For these reasons, it is important to draw proxy geometry that generates only the required fragments. Simply drawing large quads that cover the volume leads to a very slow implementation. The rasterization pressure is reduced by making the viewport smaller, decreasing the sample rate, using preintegrated classification (Engel et al. 2001), and by not drawing empty regions of the volume (Li et al. 2003, Krüger and Westermann 2003). Empty-space skipping can efficiently balance the available geometry and fragment processing bandwidth.
Volume rendering performance is largely influenced by the complexity of the fragment shader. Precomputed lookup tables may be faster than fragment programs with many complex instructions. Dependent texture reads, however, can result in pipeline stalls, significantly reducing rendering speed. Achieving peak performance requires finding the correct balance of fragment operations and texture reads, which can be a challenging profiling task.
The trilinear interpolation (quadrilinear when using mipmaps) used in volume rendering requires at least eight texture lookups, making it more expensive than the bilinear (trilinear with mipmaps) interpolation used in standard 2D texture mapping. In addition, when using large 3D textures, the texture caches may not be as efficient at hiding the latency of texture memory access as they are when using 2D textures. When the speed of rendering is critical, smaller textures, texture compression, and lower precision types can reduce the pressure on the texture memory subsystem. Efficient compression schemes have recently emerged that achieve high texture compression ratios without affecting the rendering performance (Schneider and Westermann 2003). Finally, the arithmetic and memory systems in modern GPUs operate on all values in an RGBA tuple simultaneously. Packing data into RGBA tuples increases performance by lessening the bandwidth requirements.

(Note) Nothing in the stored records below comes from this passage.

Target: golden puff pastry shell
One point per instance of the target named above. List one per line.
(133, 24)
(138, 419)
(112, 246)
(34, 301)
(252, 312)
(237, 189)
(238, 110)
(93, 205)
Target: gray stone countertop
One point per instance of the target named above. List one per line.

Volume rendering is an important graphics and visualization technique. A volume renderer can be used for displaying not only surfaces of a model but also the intricate detail contained within. The first half of this chapter presented a typical implementation of a texture-based volume renderer with view-aligned proxy geometry. In Section 39.5, two advanced techniques built upon the basic implementation were described. The presented techniques improve the quality of images by adding volumetric shadows, translucency effects, and random detail to the standard rendering model.
Volume rendering has been around for over a decade and is still an active area of graphics and visualization research. Interested readers are referred to the list of references for further details and state-of-the-art techniques.